4.Kur’an’daki asıl olanlara fer’ (dal) getirir: Misal olarak; Allah-u Teala şöyle buyurdu:وأن تجمعوا بين الأختين “İki kız kardeşle beraber aynı anda evlenip iki hanımı edinmek size haram kılındı.” (Nisa 23) Sünnet Resulullah’ın şu sözüyle buna fer’ getirdi: “Kadın ile halası aynı anda iki zevce edinmek haram olduğu gibi kendisi ile teyzesi aynı anda zevce edinmek haramdır.” (Buhari ve Müslim)
5.Sünnet Kur’an’da hiç aslı geçmeyen yeni bir hüküm getirir: Misal olarak; Resulullah şöyle buyurdu: “Gümrük alanlar cennete girmezler.” (Müslim) Kur’an’da gümrükle ilgili hüküm hiç geçmedi.

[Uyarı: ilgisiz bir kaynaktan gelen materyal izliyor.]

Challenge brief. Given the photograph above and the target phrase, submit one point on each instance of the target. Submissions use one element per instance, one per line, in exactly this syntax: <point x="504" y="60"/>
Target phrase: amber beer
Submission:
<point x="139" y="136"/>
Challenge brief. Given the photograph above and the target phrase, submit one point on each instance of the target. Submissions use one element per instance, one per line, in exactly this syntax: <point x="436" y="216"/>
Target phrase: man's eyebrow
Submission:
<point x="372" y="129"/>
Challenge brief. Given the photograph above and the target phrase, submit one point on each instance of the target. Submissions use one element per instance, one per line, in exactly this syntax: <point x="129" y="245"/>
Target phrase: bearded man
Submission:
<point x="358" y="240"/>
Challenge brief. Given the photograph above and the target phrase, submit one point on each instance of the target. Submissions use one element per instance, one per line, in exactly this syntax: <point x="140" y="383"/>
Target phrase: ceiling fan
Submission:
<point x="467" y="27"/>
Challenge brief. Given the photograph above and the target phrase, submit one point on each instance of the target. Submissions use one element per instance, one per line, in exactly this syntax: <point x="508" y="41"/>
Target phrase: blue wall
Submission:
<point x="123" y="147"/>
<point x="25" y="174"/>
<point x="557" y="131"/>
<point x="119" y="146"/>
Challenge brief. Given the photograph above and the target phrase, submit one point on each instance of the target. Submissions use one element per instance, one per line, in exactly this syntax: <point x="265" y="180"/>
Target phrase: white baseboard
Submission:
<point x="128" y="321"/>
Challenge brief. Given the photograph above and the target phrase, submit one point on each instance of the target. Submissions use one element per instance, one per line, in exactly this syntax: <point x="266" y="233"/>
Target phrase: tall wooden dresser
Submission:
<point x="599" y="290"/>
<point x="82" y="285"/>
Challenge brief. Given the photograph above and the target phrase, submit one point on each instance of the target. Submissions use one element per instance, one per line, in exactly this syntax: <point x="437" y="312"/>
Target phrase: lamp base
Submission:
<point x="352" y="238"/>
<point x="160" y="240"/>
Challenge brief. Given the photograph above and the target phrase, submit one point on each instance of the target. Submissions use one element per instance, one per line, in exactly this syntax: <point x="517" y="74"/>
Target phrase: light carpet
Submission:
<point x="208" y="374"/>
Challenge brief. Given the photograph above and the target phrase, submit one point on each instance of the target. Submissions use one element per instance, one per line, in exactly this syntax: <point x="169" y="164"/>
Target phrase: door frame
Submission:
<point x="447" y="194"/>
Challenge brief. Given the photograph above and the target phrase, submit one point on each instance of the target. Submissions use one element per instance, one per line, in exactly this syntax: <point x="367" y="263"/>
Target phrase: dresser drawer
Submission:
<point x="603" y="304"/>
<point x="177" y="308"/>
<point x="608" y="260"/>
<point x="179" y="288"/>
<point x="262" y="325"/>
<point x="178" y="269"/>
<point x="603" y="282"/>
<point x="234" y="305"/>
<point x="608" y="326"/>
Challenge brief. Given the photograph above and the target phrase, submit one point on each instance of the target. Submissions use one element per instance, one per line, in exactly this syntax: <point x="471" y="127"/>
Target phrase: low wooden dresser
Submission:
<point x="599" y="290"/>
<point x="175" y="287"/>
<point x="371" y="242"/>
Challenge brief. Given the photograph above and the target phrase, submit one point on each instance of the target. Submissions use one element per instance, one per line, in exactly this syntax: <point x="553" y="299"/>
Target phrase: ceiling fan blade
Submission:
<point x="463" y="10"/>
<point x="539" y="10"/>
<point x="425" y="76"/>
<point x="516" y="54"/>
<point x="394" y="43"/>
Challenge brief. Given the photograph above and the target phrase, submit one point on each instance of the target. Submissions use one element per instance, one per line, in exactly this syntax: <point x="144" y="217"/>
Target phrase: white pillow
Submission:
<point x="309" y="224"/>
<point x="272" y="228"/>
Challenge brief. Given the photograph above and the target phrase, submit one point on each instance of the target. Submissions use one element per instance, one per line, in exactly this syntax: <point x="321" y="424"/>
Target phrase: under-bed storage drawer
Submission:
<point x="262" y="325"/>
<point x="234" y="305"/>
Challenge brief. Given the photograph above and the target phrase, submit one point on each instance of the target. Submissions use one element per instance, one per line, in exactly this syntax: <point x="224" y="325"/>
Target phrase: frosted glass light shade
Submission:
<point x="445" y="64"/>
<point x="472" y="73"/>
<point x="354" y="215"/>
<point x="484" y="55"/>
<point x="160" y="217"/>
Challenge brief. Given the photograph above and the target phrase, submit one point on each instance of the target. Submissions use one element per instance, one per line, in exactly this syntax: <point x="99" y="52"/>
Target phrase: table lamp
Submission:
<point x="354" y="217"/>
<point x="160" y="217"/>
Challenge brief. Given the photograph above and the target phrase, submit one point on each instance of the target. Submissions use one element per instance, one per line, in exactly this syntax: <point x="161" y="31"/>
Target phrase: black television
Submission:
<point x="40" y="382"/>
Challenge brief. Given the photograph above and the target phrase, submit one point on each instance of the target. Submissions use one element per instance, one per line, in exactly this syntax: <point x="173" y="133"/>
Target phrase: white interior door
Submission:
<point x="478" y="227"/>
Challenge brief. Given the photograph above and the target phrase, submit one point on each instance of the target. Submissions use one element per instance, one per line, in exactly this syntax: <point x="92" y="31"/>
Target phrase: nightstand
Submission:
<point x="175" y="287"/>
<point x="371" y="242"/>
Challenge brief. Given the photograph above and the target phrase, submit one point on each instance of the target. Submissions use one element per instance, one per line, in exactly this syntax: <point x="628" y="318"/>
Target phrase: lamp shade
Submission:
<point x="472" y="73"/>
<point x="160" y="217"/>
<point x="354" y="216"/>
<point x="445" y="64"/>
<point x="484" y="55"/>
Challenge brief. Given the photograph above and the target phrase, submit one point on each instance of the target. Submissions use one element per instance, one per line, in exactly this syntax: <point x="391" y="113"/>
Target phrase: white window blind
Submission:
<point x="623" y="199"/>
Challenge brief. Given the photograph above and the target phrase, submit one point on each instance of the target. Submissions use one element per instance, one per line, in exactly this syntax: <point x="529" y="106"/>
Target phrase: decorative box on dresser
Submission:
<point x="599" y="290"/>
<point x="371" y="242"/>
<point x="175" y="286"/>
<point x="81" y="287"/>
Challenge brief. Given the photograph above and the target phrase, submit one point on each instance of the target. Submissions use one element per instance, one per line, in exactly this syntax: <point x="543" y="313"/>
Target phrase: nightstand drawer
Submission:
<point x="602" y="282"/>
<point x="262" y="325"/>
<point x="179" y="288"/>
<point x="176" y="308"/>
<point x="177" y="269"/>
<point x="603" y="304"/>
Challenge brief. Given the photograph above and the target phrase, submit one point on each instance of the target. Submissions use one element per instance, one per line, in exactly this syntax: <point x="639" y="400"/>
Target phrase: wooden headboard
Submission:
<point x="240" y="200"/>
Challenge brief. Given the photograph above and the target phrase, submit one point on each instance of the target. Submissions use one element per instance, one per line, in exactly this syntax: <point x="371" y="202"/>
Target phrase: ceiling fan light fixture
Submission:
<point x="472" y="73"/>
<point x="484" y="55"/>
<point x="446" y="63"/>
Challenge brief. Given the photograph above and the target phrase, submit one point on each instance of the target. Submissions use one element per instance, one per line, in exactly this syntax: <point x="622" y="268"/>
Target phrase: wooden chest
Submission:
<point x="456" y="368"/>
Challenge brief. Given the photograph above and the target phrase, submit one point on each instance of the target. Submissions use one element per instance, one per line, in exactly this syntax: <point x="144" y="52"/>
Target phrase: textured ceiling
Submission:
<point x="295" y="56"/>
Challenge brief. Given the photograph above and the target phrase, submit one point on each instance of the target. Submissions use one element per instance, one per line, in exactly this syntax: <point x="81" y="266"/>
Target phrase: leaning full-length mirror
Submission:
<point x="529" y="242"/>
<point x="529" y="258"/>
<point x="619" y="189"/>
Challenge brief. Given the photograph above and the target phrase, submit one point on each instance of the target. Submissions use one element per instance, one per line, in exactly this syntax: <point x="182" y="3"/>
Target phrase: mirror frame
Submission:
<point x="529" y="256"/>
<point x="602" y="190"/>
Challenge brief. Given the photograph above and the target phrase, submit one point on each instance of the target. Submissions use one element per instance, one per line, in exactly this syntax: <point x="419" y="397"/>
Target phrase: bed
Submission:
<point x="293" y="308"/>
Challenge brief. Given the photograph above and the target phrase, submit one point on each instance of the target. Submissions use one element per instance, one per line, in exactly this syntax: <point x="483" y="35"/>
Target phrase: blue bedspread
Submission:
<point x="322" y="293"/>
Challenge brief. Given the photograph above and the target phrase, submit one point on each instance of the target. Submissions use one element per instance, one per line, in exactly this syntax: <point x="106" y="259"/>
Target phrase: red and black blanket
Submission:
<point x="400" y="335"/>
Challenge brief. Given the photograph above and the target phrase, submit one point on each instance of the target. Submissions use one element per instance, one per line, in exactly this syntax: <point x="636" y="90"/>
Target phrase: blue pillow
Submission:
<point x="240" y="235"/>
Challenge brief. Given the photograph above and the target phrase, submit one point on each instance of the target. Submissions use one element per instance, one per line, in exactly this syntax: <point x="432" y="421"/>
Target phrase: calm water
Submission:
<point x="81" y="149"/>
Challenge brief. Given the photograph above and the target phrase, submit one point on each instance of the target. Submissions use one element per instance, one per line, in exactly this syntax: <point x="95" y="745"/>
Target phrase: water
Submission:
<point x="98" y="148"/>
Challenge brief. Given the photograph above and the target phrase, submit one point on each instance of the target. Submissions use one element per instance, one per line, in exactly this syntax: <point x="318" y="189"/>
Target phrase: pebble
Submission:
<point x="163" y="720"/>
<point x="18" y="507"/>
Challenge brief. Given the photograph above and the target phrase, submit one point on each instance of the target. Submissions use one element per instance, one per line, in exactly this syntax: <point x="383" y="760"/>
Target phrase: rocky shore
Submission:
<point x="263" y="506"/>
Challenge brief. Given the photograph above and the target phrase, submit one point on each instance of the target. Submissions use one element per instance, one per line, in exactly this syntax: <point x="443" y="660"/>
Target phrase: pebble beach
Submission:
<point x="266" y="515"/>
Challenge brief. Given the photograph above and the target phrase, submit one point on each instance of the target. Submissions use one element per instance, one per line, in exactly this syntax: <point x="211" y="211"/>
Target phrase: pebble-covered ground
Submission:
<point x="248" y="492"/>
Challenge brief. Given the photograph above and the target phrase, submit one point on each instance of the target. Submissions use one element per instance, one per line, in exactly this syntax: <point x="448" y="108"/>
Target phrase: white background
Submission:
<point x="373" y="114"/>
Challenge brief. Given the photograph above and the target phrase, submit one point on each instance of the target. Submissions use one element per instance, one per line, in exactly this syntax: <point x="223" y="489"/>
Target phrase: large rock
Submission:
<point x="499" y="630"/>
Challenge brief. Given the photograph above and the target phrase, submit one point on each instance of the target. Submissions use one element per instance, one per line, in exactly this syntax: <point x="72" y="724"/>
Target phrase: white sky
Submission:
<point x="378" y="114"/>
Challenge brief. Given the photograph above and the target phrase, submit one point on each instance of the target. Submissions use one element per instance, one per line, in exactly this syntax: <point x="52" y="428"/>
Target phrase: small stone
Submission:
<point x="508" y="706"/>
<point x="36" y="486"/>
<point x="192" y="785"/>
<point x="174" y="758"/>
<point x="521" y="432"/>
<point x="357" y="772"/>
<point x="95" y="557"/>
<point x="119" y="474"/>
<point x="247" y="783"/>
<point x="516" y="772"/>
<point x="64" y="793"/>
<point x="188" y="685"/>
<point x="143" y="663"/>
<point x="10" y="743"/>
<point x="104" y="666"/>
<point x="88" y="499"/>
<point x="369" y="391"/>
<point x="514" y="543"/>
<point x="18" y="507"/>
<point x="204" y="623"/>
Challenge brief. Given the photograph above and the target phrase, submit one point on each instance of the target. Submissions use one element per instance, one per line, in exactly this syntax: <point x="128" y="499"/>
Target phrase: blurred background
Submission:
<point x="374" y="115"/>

6.Sünnet Kur’an’ı tefsir eder: Nitekim Resulullah bazı ayetleri tefsir etti. Tefsir etmenin manası ayette geçen lafızların anlamlarını açıklamaktır. Sahabeler Arapçayı bildikleri için lafızların anlamlarını hemen anlıyorlardı. Bu sebeple Resulullah Kur’an’ı pek tefsir etmiyordu, ancak bir kısım ayetlerin lafızlarının manalarını açıkladı. Yukarıda gösterdiğimiz gibi Resulullah ayetlerin mücmel lafızlarına detay, mutlak lafızlarına kayt, genel lafızlara tahsis ve asıl olan hükümlere fer’leri gösterir. Bazı sahabeler İbni Abbas tefsirle iştigal edip ayetlerin lafızların manalarını açıklıyordu.